The graphic table element would give you the most flexibility, but if you can't get it then that won't work for you.
Some of the issues to consider:
1. Is the table always going to be the same size? If one page has 5 features with data, and another has 20, then you'll need to size any table-like visualization you create accordingly. Also what is the longest piece of text you'd need to put in each table-like cell. E.g. if you are going through owner's name you'll have to accomodate for both the 'Smith' and the 'MyNameIsManyCharactersLongAndYou'llJustNeedToEditItManually'.
2. Formatting Issues. For example currency, number of decimal spots, rounding issues, abbreviations such as Km2, coded value domains), etc. all need to be thought through.
3. Where does this fit in your export process? Should probably be near the end as it is more of a cartographic design problem.

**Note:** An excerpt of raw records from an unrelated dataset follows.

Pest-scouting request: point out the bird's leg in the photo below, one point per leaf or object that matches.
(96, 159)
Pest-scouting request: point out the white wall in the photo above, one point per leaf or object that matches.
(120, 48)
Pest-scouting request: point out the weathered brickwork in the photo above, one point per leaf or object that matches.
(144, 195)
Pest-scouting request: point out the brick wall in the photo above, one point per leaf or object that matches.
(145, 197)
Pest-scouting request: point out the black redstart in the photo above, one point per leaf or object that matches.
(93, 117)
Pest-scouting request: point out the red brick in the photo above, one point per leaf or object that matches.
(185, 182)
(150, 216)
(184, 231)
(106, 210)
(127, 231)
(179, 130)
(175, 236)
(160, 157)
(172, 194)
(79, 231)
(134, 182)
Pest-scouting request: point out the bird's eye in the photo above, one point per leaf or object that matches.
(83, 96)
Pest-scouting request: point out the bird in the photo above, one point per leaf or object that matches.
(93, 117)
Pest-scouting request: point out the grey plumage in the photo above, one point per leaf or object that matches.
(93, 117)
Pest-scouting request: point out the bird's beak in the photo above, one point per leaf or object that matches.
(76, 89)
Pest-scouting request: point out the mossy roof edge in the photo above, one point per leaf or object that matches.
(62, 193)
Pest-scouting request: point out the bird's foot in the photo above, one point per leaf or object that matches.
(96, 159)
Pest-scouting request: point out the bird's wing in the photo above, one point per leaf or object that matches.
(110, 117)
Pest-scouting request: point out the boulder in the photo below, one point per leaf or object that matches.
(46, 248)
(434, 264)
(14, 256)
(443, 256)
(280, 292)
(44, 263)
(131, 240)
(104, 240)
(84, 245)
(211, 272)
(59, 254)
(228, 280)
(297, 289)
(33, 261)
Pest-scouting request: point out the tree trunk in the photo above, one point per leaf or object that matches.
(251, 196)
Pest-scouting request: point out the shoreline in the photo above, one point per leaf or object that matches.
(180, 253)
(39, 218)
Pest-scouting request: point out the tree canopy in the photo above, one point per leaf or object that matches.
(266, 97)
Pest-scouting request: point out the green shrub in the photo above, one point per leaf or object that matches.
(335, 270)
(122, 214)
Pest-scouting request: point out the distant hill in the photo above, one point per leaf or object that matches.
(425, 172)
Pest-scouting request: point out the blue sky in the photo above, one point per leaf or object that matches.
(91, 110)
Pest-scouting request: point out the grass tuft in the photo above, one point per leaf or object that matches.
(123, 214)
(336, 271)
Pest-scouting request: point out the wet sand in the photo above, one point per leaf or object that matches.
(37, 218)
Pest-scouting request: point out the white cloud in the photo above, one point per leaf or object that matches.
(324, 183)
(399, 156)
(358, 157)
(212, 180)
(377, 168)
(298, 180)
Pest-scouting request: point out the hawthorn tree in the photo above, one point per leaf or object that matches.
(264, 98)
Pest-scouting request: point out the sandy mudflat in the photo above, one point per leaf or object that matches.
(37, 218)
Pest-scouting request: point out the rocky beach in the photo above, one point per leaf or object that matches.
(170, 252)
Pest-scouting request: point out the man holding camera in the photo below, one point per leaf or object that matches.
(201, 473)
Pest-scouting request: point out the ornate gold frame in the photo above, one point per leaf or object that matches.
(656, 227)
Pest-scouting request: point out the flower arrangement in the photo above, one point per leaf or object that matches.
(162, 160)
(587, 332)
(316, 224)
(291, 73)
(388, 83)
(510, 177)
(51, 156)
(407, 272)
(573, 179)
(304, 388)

The make query table is to create a table, as in an ArcGIS geodatabase table, not really for a cartographic display table. Some options:
1. If you can somewhat predict the size of the table you could create a set of text elements (could create them dynamically or use an existing mxd with them already laid out) and then use python to go to the DDP page, modify those text elements based on the DDP data, other queries, etc. and then save that as a PDF, if you have other workflows to accomplish then save a copy of the MXD to that specific page.
2. Leave an appropriate space for the table and create the table someother way, e.g. maybe Excel and save it is as a JPG and then (I'm assuming PDF is the final format) add the table as a layer in your PDF file. That assumes you have Acrobat Professional.
3. Create another dataframe and create a polygon feature class that looks like a table (a grid) and set it up so it is linked to your DDP index. Could get very confusing very quickly, but could be done. More than likely you'd want to programmatically modify the features in the polygon feature class and then export or save the page. You wouldn't need to have arcmap open, could be done in ArcCatalog or as a standalone python script.
I haven't upgraded to 10.2 yet so I don't know if there is a better way to do it at that version.